Despite his loss, Novick swept much of Portland, setting him up for a future run. Now, with the early endorsement of the departing incumbent, Commissioner Randy Leonard, Novick is the odds-on favorite to take a seat on the City Council.
Frankly, Novick is a lot more likable as the underdog.
He’s used to being the smartest guy in any room; he can hardly hide his impatience with challengers. He’s barely campaigning beyond showing up to forums, where he hams it up, often at the expense of serious debate.
Novick appears to have taken the wrong lessons from his 2008 loss to a big-money candidate. Novick has raised about $250,000. He doesn’t need the money: None of his challengers has raised more than $3,000. Meanwhile, the former environmental lawyer is pocketing checks from Willamette River waterfront companies that like the fact he’s chatted up a cheap solution to cleaning the Portland Harbor Superfund site.
We’re endorsing Novick because we like his ideas. One of his proposals to lower citywide health-care costs by supporting direct care for the highest-cost workers is borrowed from McAllen, Texas, where it was featured in The New Yorker. We also appreciate his political savvy, intelligence and sense of humor. We think he’ll challenge his City Council colleagues to do better and think bigger.
But he should show more class and not treat this race as a gimme.
Among his opponents, we like Mark White, president of East Portland’s Powellhurst-Gilbert Neighborhood Association, co-chair of the city’s charter review commission, and a three-time failed City Council candidate. He’s Novick’s most qualified challenger, and we praise his commitment to public service, but he doesn’t seem prepared for elected office.
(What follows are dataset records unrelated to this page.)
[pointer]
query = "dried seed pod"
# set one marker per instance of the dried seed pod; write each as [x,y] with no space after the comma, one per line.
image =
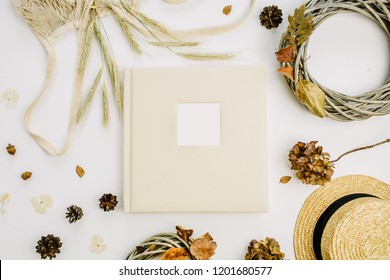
[268,249]
[108,202]
[26,175]
[11,149]
[271,17]
[74,213]
[48,246]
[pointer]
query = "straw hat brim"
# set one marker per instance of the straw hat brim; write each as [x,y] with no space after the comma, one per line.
[320,200]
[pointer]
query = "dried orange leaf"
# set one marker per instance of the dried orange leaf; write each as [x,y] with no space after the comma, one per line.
[203,248]
[80,171]
[312,97]
[227,10]
[288,71]
[285,179]
[287,54]
[185,234]
[26,175]
[176,254]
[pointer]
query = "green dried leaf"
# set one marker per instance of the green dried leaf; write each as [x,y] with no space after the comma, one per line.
[312,97]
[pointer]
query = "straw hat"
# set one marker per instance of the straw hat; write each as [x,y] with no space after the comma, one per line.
[348,218]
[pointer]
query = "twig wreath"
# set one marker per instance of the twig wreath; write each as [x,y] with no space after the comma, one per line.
[292,55]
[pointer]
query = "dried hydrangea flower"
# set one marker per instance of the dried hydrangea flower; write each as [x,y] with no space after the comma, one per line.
[40,203]
[203,248]
[268,249]
[312,164]
[9,98]
[97,244]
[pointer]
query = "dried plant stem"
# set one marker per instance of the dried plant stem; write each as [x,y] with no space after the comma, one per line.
[106,109]
[89,98]
[129,36]
[87,46]
[112,67]
[167,44]
[361,148]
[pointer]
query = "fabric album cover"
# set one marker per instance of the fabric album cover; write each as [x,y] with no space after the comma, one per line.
[195,140]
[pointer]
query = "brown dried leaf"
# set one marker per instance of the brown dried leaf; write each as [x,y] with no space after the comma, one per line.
[26,175]
[227,9]
[312,97]
[285,179]
[203,248]
[288,71]
[80,171]
[176,254]
[185,234]
[287,54]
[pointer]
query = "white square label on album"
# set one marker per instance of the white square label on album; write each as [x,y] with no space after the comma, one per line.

Scott McAlpine hates light rail and seemingly everyone who’s come near Portland City Hall. Sports promoter Brian Parrott wants to bring the Winter Olympics to Mount Hood and not one but two riverboat casinos to the Willamette River. Jeri Williams is a city employee with a powerful personal story of escaping a life of forced prostitution. She skipped her WW endorsement interview.
Worst thing Novick has done for money: Representing a company during a stint in labor law, Novick helped deny unemployment benefits to laid-off workers.
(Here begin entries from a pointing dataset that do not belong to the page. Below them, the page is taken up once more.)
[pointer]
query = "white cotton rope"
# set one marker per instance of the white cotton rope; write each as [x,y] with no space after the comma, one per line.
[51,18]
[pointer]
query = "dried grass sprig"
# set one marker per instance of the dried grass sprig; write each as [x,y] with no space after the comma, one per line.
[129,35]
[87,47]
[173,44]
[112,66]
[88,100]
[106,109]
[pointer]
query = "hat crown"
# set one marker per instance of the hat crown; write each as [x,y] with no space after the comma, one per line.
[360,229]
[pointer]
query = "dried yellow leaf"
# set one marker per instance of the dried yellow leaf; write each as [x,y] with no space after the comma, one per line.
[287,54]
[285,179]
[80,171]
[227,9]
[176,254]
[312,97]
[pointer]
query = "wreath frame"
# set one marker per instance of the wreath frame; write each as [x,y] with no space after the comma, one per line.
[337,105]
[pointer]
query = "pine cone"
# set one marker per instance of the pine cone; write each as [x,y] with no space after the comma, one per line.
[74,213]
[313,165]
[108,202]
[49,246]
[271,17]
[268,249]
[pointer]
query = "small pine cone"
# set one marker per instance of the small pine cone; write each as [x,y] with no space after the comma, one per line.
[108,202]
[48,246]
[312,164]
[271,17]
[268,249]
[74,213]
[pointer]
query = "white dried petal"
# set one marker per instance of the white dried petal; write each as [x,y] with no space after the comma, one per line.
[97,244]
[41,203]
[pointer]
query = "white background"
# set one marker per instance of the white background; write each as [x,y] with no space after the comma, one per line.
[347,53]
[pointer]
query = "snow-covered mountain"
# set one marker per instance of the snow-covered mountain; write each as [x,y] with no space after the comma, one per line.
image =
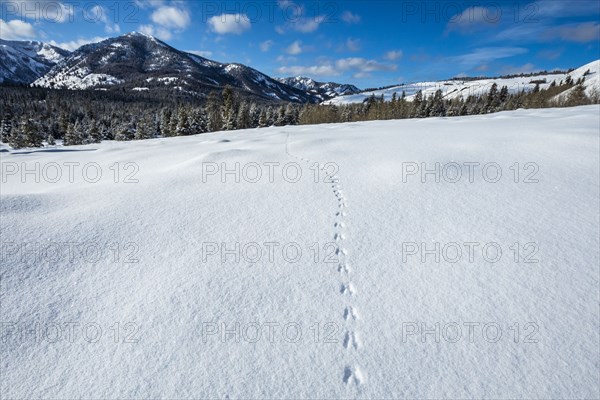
[467,87]
[25,61]
[139,62]
[169,285]
[322,90]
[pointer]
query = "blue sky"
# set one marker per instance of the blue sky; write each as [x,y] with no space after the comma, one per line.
[367,43]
City of Portland Charter Amendments
Ballot Measures 26-126 through 26-134
In 2007, voters approved a measure requiring the City Council to convene a charter review commission at least every decade. The charter had not been updated in nearly 80 years, and some believe its out-of-date approaches to governing Portland are obstacles to meaningful city government reform.
But leaders of the 19-member commission say the City Council asked them to focus only on “housekeeping” matters, leaving a future panel to look at real change. This pressure from an undermining Council has meant such ideas as district-based elections and an independent utility-rate commission fell off the table.
The nine amendments the commission did propose seek to delete offensive, unconstitutional or unenforceable language from the charter. The measures would, for example, revoke the City Council’s power to ban “obscene matter, including books” and regulate “begging upon the streets,” and the requirement that the Council find jobs for “vagrants and paupers.”
Other changes are more substantive. One would remove a $2,000 “secret service” mayoral slush fund that requires “no supporting documentation of expenditures.” OK, that one clearly shouldn’t be on the books.
But even if the next mayor spends that $2,000 on bacon sandwiches, cocaine and pay-per-view UFC matches, it won’t be as big a waste of time or money as the hamstrung charter commission. We deserve a real debate on the charter. We say vote “no” on all of these measures as a loud message to the Council: Don’t come back until you have something meaningful.